Financing

The autonomous communities will receive a record 157.731 billion in 2026

The Treasury confirms to regional governments a deficit target of 0.1% of GDP over the next three years

The Minister of Economy and Finance, Alicia Romero, this Monday at the Fiscal and Financial Policy Council.
17/11/2025
3 min

A windfall of millions for the autonomous communities under the common regime. The Ministry of Finance has informed regional governments that next year they will receive record resources from the financing system, amounting to up to €157.731 billion (7% more than in 2025) in the form of advance payments. This figure is slightly higher than the one announced in the summer. Of this money, Catalonia will receive a record €30.207 billion, 6.9% more than in 2025, as reported by the Ministry of Finance this Monday, following the Fiscal and Financial Policy Council (CPFF). It is worth remembering that advance payments are the resources that the State transfers in advance to the autonomous communities and municipalities, depending on the administrations' tax revenue forecasts. These funds represent the bulk of the resources available to the regions for preparing their budgets and covering basic services, and are updated annually according to economic growth forecasts, but above all, tax revenue projections, which have performed well in recent years. To this amount must be added the positive settlement for 2024: €13.506 billion. This means that the central government anticipated lower tax revenue for the regions that year, but this did not materialize. Thus, the Treasury will transfer a total of €170.3 billion. Deficit target of 0.1%

However, the Treasury is not making any changes to the deficit target for the autonomous communities in 2026. The department headed by María Jesús Montero (PSOE) has confirmed that they will have a deficit target of 0.1% of GDP in 2026, 2027, and 2028. "That means a deficit for all three years," Montero said at a press conference. For Catalonia, this represents approximately €1 billion in additional spending leeway during this period, according to calculations by the Catalan government. Along with the deficit target, Montero also announced the debt target for the autonomous communities (set at 20% of GDP for 2026), as well as the spending rule limit, which for next year will rise to 3.5% (currently at 3.5%). The Minister of Economy and Finance, Alícia Romero, welcomed the upward revision of the spending rule limit, as it is a key element of the new European fiscal rules, although the Valencian government will still not comply with it. The three elements (deficit target, debt, and spending rule) constitute the path to stability.
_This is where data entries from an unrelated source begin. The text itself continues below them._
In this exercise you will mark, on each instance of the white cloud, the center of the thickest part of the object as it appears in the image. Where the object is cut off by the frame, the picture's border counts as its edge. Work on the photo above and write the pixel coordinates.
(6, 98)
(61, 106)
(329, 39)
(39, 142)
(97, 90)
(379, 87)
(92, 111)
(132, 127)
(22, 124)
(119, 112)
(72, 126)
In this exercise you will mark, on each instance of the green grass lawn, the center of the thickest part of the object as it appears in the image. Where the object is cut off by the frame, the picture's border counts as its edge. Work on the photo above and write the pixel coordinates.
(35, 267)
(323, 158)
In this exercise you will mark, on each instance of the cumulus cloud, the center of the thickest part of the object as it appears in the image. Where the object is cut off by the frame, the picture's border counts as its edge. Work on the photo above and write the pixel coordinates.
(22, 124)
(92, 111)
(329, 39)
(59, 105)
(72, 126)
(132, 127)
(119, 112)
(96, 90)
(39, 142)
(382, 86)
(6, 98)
In any case, the most contentious issue is that the deficit target is the same one that was proposed in 2024. Back then, when it reached the Congress of Deputies, Junts rejected it. Furthermore, this Monday, within the framework of the Fiscal Policy Council, all the PP-governed regions voted against it. Given this scenario, the vote in the Spanish lower house is once again shaping up to be complicated.

Should the new stability plan fail, Montero has assured that the approach notified to the European Commission in the last structural fiscal plan will be applied. Although this plan does not specify a concrete deficit target, the Treasury interprets this scenario as implying fiscal balance. This means that the deficit target for the regions would be 0% of GDP. “[Voting against the new path] is like burying our heads in the sand,” said Montero, who even estimated that the regions would lose €1.755 billion annually in spending margin (€5.485 billion between 2026 and 2028). “We were already working on a budget with that deficit target [of 0.1%],” explained Romero. In the case of Catalonia, theThe Independent Authority for Fiscal Responsibility (AIReF) estimates that it will close 2026 with a deficit of 0.6% of GDP.

Macro box update

All of this—through stability measures and resources—will be approved at Tuesday's cabinet meeting, along with the spending ceiling. This is the first step in drafting a new national budget for 2026. However, the Spanish government will also take advantage of the meeting to update its macroeconomic outlook. The Ministry of Economy has confirmed an upward revision of GDP for 2025. Pedro Sánchez's government now expects the Spanish economy to grow by 2.9% this year, not 2.7% as projected in September. Tuesday's update will coincide with the publication of the European Commission's projections. They place Spain as the fastest growing economy in 2025"We are in line with what the European Commission anticipates," confirmed the Minister of Economy, Carlos Cuerpo, in the Congress of Deputies.